Judith Donovan CBE, Chair of Keep Me Posted campaign comments on Beyond 2011’s consideration of an Online Only Census:

 

“It is always good to hear that public bodies are looking to innovate and take advantage of the latest technology but we are concerned that the Office of National Statistics’ (ONS) Beyond 2011’s suggestion of an online only census is a bridge too far. Currently in the UK there are approximately 16 million people without basic internet skills and 7 million without access to the internet; often these groups are comprised of the most vulnerable people in society such as the elderly, disabled or those from lower income households.

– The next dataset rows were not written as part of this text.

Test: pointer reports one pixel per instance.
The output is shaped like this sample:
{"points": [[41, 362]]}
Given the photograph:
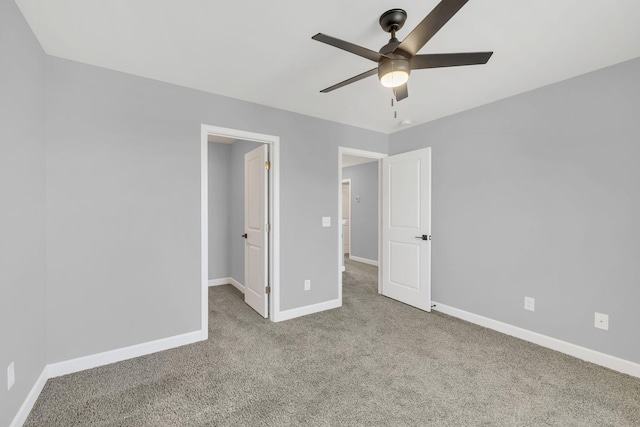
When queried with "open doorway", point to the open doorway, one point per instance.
{"points": [[218, 172], [360, 208]]}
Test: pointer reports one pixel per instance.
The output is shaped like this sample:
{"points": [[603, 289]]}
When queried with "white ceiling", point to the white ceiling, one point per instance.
{"points": [[262, 52]]}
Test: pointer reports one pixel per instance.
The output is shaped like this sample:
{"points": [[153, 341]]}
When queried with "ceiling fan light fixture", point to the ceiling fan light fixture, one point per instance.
{"points": [[394, 72]]}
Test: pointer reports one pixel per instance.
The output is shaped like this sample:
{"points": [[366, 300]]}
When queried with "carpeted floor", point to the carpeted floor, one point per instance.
{"points": [[372, 362]]}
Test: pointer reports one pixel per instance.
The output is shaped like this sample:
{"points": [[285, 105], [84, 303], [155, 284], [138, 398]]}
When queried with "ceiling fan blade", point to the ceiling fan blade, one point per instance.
{"points": [[430, 25], [349, 47], [401, 92], [437, 60], [372, 72]]}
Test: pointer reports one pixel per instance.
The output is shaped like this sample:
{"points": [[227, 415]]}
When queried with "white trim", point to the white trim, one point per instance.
{"points": [[220, 282], [239, 286], [309, 309], [30, 400], [370, 155], [583, 353], [227, 281], [120, 354], [204, 233], [363, 260], [274, 216], [346, 181]]}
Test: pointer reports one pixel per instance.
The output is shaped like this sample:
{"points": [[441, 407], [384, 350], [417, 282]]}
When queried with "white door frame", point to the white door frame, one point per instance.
{"points": [[347, 181], [274, 215], [370, 155]]}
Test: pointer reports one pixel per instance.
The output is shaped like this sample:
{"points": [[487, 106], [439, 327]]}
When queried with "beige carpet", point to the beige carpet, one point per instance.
{"points": [[372, 362]]}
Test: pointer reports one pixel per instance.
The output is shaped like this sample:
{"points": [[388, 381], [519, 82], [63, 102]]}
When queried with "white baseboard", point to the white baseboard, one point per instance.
{"points": [[309, 309], [219, 282], [239, 286], [28, 403], [363, 260], [120, 354], [227, 281], [593, 356]]}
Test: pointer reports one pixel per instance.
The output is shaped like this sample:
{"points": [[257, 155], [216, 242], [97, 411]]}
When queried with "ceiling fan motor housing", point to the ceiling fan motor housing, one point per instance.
{"points": [[397, 63]]}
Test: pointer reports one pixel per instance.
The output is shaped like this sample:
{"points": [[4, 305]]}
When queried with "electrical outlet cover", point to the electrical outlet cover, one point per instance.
{"points": [[602, 321]]}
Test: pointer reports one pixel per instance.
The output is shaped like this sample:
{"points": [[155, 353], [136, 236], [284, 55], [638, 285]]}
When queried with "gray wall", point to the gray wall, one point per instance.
{"points": [[123, 183], [219, 220], [537, 195], [226, 209], [364, 214], [22, 212]]}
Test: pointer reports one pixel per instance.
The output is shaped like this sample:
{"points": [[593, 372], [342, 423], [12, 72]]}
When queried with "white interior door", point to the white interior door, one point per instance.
{"points": [[406, 228], [256, 252]]}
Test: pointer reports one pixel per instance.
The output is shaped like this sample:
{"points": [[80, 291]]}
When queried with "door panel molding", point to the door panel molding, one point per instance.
{"points": [[274, 215]]}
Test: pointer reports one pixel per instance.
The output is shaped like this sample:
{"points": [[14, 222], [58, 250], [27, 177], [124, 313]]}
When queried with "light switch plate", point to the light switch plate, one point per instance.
{"points": [[602, 321], [529, 304]]}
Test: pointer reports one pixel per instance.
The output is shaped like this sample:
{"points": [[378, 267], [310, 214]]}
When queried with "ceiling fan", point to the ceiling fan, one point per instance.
{"points": [[397, 58]]}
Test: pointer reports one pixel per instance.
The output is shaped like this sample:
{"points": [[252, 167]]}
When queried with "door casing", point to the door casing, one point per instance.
{"points": [[274, 215], [370, 155]]}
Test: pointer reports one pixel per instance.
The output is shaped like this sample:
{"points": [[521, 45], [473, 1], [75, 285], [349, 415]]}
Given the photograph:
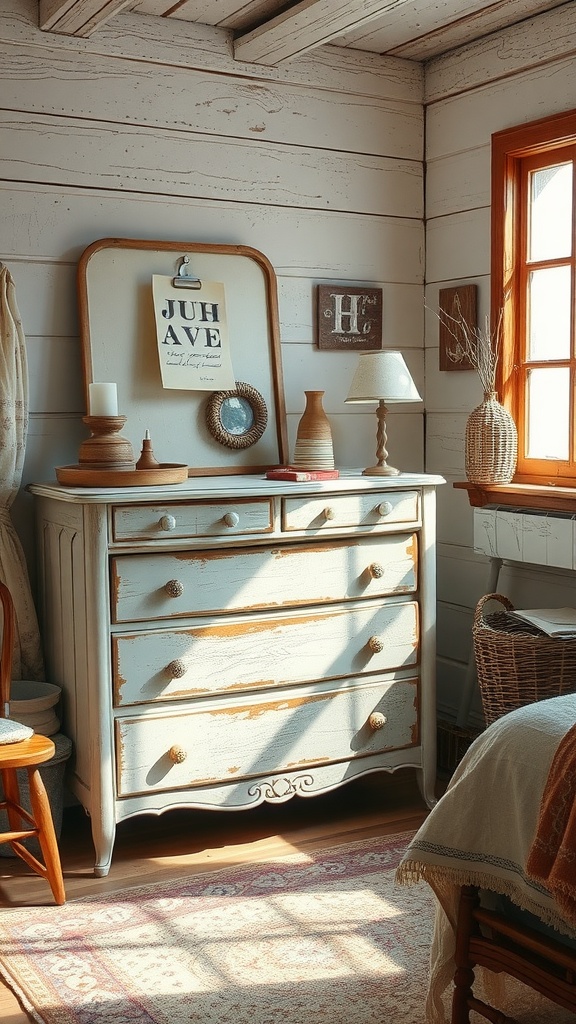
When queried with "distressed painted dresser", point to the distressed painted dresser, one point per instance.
{"points": [[229, 641]]}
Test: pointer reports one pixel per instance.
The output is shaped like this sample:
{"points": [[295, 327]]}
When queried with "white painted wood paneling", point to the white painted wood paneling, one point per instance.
{"points": [[540, 42], [156, 41], [213, 104]]}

If the census is to remain representative, the process must be as accessible and inclusive as possible; particularly as the whole point of this exercise is to allocate public spending correctly.

 

“Under the 1920 Census Act, citizens can be cautioned and fined £1,000 for failing to answer questions from the census, if these revisions to the process were to go ahead with the current rules still in place then  the government would effectively be criminalising people who are not online. This fact is especially galling when you consider that government backed initiatives to increase broadband access across the UK are currently failing to meet their targets. Do we really want to penalise a third of elderly people in the UK, who the ONS’ own figures confirm have never been online? The government has previously backed down on plans to implement a “digital by default” strategy due to the undeniable evidence that the UK population is either not ready or unable to engage with government departments exclusively online, we feel that to implement an online-only census would be a similar folly and a waste of taxpayer’s time, money and a potential security risk for all participants. The Keep Me Posted campaign is not against digital communication but we feel that it should be fair and reflective of how people in the UK actually live their lives. We would encourage everyone who is concerned about this issue to participate in the public consultation and make your voice heard.”